A Revolução Cultural terminou em 1976, com a morte de Mao Zedong. “As pessoas começaram então a perceber que o comunismo foi um desastre”, diz Ian Johnson. “Hoje, a China é comunista só de nome”.

O jornalista considera que, desde então, a sociedade chinesa tem andado à “deriva”, sem valores morais comuns, alimentando um ‘boom’ no espiritualismo, nem sempre visível à superfície.

“Quando se anda nas cidades chineses, não se vê muitas infraestruturas religiosas”, explica Johnson. “Muito disto está a acontecer, não quero dizer de forma secreta, mas não imediatamente em frente aos nossos olhos”.

Entre 2014 e 2016, por exemplo, o Governo da província de Zhejiang, na costa leste da China, lançou uma campanha para remover as cruzes do topo das igrejas.
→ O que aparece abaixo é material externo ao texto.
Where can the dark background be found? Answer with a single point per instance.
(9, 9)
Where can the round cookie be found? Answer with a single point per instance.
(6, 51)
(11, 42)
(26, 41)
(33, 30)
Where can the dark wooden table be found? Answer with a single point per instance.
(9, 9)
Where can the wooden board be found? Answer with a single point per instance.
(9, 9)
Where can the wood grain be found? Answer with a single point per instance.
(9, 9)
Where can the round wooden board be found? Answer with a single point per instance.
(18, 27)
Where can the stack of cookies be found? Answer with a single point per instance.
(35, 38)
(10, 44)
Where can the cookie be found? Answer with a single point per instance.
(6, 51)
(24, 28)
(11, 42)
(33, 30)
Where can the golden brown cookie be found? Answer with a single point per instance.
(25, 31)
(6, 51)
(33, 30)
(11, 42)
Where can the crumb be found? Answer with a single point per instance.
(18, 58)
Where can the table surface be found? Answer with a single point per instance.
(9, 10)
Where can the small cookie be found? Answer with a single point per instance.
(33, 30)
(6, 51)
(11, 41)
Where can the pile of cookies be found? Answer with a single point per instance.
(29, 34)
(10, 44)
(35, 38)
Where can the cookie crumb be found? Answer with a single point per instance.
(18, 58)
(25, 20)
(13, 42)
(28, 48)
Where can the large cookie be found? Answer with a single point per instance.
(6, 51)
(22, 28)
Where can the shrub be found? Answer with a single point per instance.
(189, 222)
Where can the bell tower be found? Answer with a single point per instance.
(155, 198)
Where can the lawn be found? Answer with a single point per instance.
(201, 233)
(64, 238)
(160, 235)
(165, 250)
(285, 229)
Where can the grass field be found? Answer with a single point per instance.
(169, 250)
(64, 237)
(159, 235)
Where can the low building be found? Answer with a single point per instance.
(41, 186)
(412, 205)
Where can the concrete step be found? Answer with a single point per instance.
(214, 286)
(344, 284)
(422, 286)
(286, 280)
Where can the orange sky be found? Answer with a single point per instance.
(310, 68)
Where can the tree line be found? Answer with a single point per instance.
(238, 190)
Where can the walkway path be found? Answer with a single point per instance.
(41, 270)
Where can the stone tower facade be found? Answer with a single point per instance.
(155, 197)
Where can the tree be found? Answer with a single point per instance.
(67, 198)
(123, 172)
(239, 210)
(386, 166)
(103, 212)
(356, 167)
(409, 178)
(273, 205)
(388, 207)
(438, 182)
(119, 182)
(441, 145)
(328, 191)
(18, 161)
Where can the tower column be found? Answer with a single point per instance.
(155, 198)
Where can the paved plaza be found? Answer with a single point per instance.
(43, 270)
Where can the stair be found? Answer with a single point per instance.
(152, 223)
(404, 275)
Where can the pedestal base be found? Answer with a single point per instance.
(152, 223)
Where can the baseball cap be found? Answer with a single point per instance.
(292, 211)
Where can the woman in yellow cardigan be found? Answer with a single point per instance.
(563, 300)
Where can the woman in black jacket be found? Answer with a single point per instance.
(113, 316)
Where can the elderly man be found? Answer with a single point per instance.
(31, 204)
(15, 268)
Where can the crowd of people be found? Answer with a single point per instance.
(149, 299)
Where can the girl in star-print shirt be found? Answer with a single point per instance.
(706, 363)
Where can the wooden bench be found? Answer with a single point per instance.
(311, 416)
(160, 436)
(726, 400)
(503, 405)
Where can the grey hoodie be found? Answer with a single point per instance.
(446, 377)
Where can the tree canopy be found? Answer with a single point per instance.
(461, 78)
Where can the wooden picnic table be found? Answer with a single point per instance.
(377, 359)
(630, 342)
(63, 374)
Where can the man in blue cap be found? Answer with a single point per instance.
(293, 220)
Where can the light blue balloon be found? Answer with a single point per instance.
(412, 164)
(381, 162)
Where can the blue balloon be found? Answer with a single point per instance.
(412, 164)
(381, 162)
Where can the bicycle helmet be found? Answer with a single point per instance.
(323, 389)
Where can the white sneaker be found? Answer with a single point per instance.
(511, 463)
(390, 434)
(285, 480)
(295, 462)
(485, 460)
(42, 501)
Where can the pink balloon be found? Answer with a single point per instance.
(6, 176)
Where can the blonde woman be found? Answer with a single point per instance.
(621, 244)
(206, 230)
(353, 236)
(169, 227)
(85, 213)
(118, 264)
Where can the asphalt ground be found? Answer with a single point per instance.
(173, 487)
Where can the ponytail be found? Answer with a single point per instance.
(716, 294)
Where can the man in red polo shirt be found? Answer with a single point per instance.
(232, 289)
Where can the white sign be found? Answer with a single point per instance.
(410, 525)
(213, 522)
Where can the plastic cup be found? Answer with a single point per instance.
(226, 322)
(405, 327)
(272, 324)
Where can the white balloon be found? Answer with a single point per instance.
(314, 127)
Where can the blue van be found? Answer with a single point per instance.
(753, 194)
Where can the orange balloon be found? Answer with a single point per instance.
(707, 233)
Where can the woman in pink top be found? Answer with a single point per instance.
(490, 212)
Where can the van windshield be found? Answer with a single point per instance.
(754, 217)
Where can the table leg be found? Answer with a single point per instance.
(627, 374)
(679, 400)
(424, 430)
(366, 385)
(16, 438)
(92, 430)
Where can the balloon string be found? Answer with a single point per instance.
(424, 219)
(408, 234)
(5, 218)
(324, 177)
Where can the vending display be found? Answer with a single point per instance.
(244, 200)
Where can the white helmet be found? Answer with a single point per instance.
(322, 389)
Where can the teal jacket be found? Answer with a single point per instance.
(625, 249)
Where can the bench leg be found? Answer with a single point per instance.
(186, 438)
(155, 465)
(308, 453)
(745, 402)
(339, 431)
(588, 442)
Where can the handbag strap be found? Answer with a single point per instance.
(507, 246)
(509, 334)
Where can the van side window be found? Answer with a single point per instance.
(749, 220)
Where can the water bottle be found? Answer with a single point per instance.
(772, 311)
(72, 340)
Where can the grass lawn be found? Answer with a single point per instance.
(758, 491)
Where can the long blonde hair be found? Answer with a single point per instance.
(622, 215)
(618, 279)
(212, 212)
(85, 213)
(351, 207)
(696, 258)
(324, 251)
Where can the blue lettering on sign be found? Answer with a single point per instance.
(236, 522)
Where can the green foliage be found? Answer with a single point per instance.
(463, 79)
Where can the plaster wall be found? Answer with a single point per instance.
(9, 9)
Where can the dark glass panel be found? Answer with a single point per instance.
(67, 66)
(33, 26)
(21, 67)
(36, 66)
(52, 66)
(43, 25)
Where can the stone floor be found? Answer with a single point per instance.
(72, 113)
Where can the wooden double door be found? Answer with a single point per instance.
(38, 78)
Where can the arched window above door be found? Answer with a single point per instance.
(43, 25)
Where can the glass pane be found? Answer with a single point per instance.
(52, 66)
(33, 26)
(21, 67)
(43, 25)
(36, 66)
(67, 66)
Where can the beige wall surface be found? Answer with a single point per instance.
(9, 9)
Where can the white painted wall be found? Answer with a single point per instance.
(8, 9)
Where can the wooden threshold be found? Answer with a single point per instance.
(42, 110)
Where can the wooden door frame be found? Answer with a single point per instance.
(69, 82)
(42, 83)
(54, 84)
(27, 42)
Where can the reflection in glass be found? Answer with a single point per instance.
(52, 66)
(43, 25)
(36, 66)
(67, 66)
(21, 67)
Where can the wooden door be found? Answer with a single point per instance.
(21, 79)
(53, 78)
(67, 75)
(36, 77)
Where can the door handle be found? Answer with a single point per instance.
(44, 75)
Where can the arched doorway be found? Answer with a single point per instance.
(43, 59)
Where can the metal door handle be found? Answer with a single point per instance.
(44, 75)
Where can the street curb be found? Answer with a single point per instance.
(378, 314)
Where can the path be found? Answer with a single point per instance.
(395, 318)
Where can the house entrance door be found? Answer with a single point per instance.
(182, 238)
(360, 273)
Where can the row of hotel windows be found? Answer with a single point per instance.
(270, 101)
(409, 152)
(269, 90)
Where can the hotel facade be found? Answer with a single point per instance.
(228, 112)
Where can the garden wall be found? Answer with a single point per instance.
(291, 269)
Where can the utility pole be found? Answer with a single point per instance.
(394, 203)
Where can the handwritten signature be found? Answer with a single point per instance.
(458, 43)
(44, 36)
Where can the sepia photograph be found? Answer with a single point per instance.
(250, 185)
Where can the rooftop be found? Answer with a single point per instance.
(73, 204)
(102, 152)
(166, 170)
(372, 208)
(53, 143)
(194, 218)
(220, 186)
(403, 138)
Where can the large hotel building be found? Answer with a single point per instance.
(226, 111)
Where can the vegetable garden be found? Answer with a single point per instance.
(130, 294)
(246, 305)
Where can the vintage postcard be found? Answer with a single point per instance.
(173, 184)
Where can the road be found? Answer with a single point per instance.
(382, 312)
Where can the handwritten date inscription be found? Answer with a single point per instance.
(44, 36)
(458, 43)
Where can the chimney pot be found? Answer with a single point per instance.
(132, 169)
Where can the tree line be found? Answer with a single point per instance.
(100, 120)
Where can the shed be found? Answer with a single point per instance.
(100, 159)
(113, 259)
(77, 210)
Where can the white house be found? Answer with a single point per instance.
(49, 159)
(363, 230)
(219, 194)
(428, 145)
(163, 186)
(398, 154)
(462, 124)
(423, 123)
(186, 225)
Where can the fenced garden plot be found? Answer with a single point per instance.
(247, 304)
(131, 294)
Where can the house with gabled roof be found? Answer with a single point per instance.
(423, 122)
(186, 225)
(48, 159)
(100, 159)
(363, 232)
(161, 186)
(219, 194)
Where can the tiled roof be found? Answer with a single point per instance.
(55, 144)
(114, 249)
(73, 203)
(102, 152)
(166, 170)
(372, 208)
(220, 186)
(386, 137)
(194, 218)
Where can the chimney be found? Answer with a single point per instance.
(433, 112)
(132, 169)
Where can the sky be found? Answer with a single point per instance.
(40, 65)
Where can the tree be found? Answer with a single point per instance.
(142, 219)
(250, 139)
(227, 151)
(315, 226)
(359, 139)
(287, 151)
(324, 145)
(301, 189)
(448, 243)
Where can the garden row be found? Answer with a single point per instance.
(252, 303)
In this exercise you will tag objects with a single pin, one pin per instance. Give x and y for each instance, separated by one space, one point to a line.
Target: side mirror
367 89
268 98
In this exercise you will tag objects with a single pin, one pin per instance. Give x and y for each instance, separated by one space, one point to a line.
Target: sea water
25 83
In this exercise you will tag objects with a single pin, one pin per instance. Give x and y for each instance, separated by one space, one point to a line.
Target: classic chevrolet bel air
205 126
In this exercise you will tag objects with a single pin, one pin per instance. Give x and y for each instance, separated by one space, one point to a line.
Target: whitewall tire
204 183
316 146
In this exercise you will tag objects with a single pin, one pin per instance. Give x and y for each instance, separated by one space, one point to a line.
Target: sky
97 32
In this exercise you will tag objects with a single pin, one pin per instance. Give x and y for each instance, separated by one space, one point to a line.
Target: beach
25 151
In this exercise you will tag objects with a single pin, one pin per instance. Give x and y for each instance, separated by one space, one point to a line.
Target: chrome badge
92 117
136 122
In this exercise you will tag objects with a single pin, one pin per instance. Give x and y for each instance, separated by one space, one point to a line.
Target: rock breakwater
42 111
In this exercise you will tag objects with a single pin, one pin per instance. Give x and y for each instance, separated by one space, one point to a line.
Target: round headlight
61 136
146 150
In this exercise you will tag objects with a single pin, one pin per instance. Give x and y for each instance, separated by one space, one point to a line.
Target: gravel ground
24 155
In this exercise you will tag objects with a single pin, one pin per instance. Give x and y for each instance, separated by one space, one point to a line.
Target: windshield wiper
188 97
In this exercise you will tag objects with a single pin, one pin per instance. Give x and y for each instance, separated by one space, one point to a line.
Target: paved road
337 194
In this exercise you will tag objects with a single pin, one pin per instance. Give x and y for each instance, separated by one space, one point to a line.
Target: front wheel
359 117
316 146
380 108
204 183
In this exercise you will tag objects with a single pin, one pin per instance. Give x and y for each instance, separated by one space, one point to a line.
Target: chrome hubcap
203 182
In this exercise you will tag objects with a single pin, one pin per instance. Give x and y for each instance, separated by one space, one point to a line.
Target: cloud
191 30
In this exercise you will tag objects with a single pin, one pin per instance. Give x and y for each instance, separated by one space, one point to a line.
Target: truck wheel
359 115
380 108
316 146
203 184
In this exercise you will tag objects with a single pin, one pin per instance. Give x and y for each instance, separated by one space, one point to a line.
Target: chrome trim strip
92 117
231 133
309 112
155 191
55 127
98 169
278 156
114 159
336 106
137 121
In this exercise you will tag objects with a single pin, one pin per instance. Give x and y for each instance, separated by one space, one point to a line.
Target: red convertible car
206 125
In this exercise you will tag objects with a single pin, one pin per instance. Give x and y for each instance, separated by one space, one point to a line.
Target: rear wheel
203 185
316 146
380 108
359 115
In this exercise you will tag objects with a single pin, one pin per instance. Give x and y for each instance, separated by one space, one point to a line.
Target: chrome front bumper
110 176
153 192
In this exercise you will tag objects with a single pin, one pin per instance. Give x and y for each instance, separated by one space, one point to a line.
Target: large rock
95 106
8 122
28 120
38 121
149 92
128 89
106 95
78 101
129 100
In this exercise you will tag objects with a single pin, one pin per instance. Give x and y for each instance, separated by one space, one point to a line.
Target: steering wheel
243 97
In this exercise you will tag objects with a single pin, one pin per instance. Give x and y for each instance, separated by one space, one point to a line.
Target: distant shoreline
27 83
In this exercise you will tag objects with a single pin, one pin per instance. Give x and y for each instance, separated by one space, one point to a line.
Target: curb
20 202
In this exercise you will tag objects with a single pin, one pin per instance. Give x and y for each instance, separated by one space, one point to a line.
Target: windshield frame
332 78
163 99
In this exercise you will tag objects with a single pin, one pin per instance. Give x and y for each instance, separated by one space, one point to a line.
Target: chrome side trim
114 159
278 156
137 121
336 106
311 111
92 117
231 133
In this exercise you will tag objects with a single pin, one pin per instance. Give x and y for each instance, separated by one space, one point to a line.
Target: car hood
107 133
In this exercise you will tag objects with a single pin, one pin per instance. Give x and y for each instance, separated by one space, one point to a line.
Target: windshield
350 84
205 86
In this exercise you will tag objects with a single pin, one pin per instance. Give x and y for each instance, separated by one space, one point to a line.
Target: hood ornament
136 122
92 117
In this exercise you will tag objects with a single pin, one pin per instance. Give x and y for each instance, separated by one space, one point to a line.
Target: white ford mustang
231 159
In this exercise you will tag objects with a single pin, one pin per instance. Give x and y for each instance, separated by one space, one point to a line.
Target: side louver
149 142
No total, foram removidas 1.500 cruzes, mas apenas uma igreja foi demolida.

“O Governo não gosta da face pública do cristianismo”, opina Ian Johnson. “Não quer cruzes espalhadas pelo país”.

Num país oficialmente governado sob a égide do marxismo-leninismo e onde o papel dirigente do PCC é um “princípio cardial”, multiplicam-se “igrejas clandestinas”, algumas em casas particulares ou edifícios de escritórios, sem sinais exteriores.

Para Wang Haohua, que começou “desde criança” a estudar o ‘feng shui’ (literalmente “vento e água”, em português), Xi Jinping demonstrou já ser um crente naquele sistema com raízes na filosofia taoista que procura atrair energia positiva através da harmonia com os elementos da natureza, ao citar o filósofo Lao Tse, em 2014, durante o discurso de abertura da cimeira da APEC (Cooperação Económica Ásia-Pacífico).

“O bem supremo é como a água; beneficia todos sem tentar competir com ninguém’”, disse Xi, justificando assim a opção pelo Centro Aquático “Cubo de Água”, em Pequim, para receber aquela cerimónia.

Em entrevista à agência Lusa, o mestre diz que, em contraste com os edifícios em estilo soviético construídos após a revolução de 1949, as obras erguidas nos últimos anos em Pequim “respeitam as regras do ‘feng shui’”.

No estúdio de Wang, fotografias mostram-no no interior do complexo de Zhongnanhai, onde participa frequentemente em trabalhos de restauro, para garantir que a residência dos líderes chineses segue as milenares regras do ‘feng shui’.

“Na China, toda a gente acredita no ‘feng shui’” conta. “Mas muitos líderes recusam admiti-lo e optam por consultar-me em segredo”.